The dataset is organized to support:

* Raw document processing research
* Structured extraction pipelines
* Retrieval-augmented QA
* End-to-end document reasoning systems

It preserves original documents alongside structured derivatives to enable reproducible evaluation across preprocessing strategies.

---

## Dataset Structure

The repository follows a strict hierarchical layout:

```
<category>/<type>/<dataset>/...
```

### Categories

* `real-pdfQA/` — Real-world benchmark datasets
* `syn-pdfQA/` — Synthetic benchmark datasets

### Types

Each dataset contains three file-type folders:

* `01.1_Input_Files_Non_PDF/` — Original source formats (e.g., xlsx, epub, htm, tex, txt)
* `01.2_Input_Files_PDF/` — Original PDF files
* `01.3_Input_Files_CSV/` — Structured annotations / tabular representations

### Datasets
Each type folder contains subfolders for individual datasets.
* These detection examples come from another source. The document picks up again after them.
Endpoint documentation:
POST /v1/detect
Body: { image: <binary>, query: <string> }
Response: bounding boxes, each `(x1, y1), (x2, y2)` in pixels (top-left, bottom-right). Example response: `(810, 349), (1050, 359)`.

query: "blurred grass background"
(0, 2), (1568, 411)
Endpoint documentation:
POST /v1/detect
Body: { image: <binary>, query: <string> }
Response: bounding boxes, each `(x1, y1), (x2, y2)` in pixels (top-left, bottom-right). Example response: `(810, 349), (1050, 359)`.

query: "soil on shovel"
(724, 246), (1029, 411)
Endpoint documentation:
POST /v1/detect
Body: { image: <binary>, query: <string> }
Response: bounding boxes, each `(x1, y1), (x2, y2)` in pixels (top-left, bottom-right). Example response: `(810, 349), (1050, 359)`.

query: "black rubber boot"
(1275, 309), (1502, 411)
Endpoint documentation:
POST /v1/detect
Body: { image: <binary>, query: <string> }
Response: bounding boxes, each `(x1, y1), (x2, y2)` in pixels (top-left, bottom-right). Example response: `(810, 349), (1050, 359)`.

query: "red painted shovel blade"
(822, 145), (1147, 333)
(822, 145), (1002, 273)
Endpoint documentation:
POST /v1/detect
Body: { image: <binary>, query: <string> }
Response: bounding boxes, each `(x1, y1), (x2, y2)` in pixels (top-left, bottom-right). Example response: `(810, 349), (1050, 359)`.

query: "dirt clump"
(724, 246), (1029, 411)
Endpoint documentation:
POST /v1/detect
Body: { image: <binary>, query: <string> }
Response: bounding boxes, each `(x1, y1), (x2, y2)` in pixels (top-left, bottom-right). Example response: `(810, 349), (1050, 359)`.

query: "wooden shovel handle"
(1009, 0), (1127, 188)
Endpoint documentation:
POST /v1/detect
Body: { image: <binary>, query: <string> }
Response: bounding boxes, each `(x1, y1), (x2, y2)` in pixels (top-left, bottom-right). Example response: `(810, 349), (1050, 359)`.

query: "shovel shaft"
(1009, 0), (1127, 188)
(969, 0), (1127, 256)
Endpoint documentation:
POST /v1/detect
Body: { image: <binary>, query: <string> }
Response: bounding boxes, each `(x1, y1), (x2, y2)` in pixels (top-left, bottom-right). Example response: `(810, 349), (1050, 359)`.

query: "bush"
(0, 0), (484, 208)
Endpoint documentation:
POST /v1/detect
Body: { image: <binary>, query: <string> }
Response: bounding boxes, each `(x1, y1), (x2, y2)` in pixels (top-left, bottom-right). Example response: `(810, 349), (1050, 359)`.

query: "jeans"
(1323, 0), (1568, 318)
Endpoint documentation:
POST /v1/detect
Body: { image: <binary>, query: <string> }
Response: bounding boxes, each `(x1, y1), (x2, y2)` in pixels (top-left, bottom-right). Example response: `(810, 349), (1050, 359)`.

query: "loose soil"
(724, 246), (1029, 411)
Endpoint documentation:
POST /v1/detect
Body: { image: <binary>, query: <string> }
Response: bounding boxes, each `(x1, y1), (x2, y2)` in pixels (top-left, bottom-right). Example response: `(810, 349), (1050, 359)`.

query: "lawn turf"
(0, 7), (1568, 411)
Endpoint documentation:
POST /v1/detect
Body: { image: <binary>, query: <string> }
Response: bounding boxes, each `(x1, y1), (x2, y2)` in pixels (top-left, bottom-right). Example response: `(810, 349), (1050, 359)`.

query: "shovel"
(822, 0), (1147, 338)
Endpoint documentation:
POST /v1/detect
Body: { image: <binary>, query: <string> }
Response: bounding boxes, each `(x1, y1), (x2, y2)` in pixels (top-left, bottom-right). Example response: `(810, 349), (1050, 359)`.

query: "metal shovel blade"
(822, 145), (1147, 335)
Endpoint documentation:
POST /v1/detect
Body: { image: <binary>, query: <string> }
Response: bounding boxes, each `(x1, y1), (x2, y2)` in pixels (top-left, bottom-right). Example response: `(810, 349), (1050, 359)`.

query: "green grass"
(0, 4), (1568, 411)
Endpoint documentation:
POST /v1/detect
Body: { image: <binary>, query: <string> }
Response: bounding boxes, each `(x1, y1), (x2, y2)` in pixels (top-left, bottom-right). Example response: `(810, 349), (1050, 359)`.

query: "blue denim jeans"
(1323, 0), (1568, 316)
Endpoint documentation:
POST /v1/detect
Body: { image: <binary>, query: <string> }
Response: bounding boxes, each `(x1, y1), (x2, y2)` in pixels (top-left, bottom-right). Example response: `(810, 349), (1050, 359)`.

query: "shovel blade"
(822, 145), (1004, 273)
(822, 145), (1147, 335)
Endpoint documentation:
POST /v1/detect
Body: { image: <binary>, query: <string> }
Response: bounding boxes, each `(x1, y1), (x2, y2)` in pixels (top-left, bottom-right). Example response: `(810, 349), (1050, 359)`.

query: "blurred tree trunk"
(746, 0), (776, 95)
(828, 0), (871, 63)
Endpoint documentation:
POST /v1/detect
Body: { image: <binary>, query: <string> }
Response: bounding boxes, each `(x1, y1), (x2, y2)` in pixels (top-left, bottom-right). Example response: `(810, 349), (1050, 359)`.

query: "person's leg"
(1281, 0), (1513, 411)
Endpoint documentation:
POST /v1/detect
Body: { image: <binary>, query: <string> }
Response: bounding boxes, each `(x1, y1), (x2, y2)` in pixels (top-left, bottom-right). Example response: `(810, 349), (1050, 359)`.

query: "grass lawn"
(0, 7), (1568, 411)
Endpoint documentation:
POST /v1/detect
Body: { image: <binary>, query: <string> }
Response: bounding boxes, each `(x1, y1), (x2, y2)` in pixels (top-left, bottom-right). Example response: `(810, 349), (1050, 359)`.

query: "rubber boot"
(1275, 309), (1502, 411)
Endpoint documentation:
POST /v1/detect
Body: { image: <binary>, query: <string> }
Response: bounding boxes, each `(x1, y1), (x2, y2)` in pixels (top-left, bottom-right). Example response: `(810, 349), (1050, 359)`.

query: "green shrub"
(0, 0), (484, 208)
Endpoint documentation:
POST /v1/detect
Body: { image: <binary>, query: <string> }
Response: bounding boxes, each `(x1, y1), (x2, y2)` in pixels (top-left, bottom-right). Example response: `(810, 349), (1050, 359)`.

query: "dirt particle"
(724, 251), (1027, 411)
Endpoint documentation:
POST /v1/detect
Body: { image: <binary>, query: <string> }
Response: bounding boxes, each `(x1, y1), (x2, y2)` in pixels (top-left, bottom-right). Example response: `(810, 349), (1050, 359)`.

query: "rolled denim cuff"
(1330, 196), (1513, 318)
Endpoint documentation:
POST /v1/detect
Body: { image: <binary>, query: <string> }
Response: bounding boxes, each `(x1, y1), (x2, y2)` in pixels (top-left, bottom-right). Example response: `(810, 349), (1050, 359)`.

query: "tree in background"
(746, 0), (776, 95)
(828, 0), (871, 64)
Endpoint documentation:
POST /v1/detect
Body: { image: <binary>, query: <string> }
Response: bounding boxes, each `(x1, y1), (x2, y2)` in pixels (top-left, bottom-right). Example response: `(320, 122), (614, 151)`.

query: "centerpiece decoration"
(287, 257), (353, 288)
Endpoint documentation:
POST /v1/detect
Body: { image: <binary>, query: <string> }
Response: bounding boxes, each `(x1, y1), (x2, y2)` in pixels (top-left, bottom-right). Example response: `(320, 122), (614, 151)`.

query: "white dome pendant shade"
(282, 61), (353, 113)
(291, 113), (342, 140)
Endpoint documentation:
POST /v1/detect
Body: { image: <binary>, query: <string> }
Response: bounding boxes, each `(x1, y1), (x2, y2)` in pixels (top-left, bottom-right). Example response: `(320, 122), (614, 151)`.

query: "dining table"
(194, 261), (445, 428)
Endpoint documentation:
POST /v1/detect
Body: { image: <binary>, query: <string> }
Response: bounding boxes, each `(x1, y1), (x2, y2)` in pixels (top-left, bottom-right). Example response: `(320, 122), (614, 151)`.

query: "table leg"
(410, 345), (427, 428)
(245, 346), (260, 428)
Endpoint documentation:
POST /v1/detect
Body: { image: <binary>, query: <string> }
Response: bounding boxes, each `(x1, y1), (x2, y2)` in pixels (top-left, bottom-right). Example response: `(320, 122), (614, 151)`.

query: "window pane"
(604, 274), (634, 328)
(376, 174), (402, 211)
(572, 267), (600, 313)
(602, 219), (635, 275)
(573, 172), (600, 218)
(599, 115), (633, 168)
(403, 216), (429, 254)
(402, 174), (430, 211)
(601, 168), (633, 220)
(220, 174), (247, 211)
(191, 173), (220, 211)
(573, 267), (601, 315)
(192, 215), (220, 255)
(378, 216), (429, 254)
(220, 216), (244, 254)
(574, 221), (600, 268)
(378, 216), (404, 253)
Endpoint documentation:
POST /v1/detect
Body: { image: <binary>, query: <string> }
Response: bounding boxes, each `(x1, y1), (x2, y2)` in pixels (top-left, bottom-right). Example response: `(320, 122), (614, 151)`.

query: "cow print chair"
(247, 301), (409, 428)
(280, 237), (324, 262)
Supported datasets include:

#### Real-world Datasets
- `ClimateFinanceBench/`
- `ClimRetrieve/`
- `FeTaQA/`
- `FinanceBench/`
- `FinQA/`
- `NaturalQuestions/`
- `PaperTab/`
- `PaperText/`
- `Tat-QA/`

#### Synthetic Datasets
- `books/`
- `financial_reports/`
- `sustainability_disclosures/`
- `research_articles/`


### Example

```
syn-pdfQA/
  01.2_Input_Files_PDF/
    books/
      file1.pdf
  01.3_Input_Files_CSV/
    books/
      file1.csv
  01.1_Input_Files_Non_PDF/
    books/
      file1.xlsx
```

This design allows:

* Access to original PDFs
* Access to structured evaluation data
* Access to original source formats for preprocessing research

---

## Intended Use

This dataset is intended for:

* PDF parsing and layout understanding
* Financial and sustainability document QA
* Retrieval-augmented generation (RAG)
* Multi-modal document pipelines
* Table extraction and structured reasoning
* Robustness evaluation across preprocessing pipelines

It is particularly useful for comparing:

* Direct PDF-based reasoning
* OCR pipelines
* Structured table extraction
* Raw-source ingestion approaches

---

## Access Patterns

The dataset supports multiple access patterns depending on research
needs.

All official download scripts are available in the GitHub repository:

👉 https://github.com/tobischimanski/pdfQA

Scripts are provided in both:

-   **Bash (git + Git LFS)** --- recommended for large-scale downloads\
-   **Python (huggingface_hub API)** --- recommended for programmatic
    workflows

------------------------------------------------------------------------

### 1️⃣ Download Everything

Download the entire repository (all categories, types, and datasets).

#### Bash (git + LFS)

``` bash
./tools/download_using_bash/download_all.sh
```

[Bash script](https://github.com/tobischimanski/pdfQA/blob/main/tools/download_using_bash/download_all.sh)


#### Python (HF API)

``` bash
python tools/download_using_python/download_all.py
```

[Python script](https://github.com/tobischimanski/pdfQA/blob/main/tools/download_using_python/download_all.py)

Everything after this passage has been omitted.